The felony convictions of three cockpit crew members for operating a Northwest Airlines jetliner while under the influence of alcohol likely will prompt Congress and the airlines to toughen regulations preventing pilots from drinking before flights, a prosecutor said.
"There has been so much attention to this case over the past months that I'm sure the pilots and the rulemakers and the congresspersons will look at this type of issues now," Assistant U.S. Attorney Elizabeth de la Vega said Monday after the verdicts were returned.The three pilots were convicted of being under the influence of alcohol on March 8 when they flew a Northwest jetliner carrying 91 passengers from Fargo, N.D., to Minneapolis.
The defendants - flight captain Norman Prouse, 51, of Conyers, Ga., co-pilot Robert Kirchner, 36, of Highland Ranch, Colo., and flight engineer Joseph Balzer, 35, of Antioch, Tenn. - stood stone-faced as the verdict was read.
"I came into this trial expecting the worst," Prouse said after leaving the courtroom.
Sentencing was expected in about 30 days, pending the results of a pre-sentence investigation.

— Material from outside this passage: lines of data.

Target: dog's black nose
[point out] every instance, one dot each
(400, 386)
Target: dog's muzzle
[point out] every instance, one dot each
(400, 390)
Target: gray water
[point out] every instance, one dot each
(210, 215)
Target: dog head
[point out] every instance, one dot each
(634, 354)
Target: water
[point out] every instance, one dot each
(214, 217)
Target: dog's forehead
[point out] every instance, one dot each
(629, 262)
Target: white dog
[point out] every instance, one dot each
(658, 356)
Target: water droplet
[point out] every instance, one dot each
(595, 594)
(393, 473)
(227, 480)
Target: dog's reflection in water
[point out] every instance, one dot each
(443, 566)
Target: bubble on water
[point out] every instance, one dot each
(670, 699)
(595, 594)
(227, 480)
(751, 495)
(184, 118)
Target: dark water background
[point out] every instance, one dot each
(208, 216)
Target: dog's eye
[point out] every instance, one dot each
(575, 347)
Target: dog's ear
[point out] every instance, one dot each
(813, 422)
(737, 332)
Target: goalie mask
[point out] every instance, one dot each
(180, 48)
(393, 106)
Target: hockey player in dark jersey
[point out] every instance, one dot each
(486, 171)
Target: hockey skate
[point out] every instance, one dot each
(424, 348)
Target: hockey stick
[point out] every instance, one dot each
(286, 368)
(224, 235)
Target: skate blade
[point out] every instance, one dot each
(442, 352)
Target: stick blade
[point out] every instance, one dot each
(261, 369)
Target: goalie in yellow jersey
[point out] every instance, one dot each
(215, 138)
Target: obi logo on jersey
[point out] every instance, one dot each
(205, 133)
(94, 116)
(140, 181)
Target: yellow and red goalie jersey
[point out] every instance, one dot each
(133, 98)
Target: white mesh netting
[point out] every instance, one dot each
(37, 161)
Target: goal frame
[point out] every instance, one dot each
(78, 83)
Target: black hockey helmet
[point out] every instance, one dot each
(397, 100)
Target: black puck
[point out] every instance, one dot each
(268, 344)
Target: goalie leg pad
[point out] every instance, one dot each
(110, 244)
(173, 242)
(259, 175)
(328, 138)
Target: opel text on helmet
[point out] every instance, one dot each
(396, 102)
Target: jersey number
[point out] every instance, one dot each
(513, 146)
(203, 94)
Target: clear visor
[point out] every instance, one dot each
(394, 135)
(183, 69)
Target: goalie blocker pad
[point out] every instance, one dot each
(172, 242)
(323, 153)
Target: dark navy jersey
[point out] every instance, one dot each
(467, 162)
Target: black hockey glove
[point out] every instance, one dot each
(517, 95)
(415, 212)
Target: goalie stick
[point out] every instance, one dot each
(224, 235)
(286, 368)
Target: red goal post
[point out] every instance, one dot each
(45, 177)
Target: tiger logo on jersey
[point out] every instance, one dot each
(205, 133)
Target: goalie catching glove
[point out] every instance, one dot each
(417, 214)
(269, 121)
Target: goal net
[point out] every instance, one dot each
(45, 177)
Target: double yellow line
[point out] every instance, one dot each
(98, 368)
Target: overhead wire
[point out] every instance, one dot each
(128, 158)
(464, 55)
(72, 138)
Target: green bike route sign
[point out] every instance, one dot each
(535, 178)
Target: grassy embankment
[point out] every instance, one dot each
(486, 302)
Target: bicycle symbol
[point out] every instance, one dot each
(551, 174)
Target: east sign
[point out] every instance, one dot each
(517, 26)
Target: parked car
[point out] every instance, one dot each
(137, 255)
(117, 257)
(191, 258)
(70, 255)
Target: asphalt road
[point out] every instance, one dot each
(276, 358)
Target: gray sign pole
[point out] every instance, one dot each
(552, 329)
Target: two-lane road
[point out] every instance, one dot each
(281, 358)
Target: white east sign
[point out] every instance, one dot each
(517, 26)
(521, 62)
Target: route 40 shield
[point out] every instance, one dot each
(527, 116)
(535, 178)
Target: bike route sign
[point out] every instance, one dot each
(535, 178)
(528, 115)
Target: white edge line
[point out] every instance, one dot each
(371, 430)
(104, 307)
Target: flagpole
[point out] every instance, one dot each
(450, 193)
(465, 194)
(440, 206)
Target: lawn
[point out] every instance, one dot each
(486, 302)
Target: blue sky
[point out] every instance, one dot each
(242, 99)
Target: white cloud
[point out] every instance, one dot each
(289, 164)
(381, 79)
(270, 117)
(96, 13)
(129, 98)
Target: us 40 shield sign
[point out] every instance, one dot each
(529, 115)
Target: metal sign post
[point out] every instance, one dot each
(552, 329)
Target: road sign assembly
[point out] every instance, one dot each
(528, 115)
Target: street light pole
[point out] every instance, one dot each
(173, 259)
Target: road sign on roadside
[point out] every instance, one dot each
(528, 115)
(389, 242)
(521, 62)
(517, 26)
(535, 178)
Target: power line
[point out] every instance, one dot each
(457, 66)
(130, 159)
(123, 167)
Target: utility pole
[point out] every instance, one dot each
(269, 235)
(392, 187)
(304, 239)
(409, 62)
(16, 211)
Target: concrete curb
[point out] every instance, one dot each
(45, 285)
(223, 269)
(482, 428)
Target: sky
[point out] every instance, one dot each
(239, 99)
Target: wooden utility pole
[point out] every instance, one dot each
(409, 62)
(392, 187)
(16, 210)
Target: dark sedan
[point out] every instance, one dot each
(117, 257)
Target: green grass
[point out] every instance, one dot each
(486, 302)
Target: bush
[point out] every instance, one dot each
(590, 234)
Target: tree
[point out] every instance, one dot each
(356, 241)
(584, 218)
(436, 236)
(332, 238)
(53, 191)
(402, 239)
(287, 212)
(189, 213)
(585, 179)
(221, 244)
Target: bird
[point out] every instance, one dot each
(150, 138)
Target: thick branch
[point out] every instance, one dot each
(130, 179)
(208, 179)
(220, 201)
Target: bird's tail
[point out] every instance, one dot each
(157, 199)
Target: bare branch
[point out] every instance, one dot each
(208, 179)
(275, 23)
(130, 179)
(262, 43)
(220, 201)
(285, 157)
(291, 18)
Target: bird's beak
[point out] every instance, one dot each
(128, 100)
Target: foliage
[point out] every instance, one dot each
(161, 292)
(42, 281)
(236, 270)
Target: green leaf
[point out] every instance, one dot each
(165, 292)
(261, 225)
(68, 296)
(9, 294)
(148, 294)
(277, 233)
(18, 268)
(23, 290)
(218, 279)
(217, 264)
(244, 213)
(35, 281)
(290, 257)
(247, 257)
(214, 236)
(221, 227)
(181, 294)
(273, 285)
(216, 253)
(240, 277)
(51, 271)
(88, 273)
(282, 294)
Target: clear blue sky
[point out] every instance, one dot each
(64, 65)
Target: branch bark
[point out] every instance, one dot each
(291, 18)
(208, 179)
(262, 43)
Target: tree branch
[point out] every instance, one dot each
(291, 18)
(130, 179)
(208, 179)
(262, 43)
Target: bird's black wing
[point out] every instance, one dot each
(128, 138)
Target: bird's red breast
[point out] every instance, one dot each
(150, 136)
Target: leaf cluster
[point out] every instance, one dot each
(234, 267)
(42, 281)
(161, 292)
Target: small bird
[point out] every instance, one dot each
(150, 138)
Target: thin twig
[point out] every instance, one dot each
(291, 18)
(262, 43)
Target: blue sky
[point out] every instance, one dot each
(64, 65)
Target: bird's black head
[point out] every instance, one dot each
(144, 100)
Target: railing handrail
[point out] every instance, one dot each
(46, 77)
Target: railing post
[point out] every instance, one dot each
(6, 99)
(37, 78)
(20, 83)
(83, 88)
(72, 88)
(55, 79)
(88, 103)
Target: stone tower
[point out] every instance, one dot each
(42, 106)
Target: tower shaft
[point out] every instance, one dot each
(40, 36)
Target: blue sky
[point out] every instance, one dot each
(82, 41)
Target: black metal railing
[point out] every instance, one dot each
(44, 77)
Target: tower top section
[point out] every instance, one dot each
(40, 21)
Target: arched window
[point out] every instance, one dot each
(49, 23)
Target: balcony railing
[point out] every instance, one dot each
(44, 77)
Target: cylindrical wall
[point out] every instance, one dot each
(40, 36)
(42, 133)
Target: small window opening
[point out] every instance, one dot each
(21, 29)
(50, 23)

The pilots, who were released without bail, could be sentenced up to 15 years and fined $250,000 each on the felony convictions.
The three men were arrested in Minneapolis after a patron at a bar in Moorhead, Minn., notified the Federal Aviation Administration that the crew had been drinking for several hours the night before the flight. Northwest fired the three men, and the FAA revoked their federal pilot licenses.
The Boeing 727 landed without incident, but the pilots were charged after tests indicated they still had alcohol in their bloodstreams about two hours after the flight.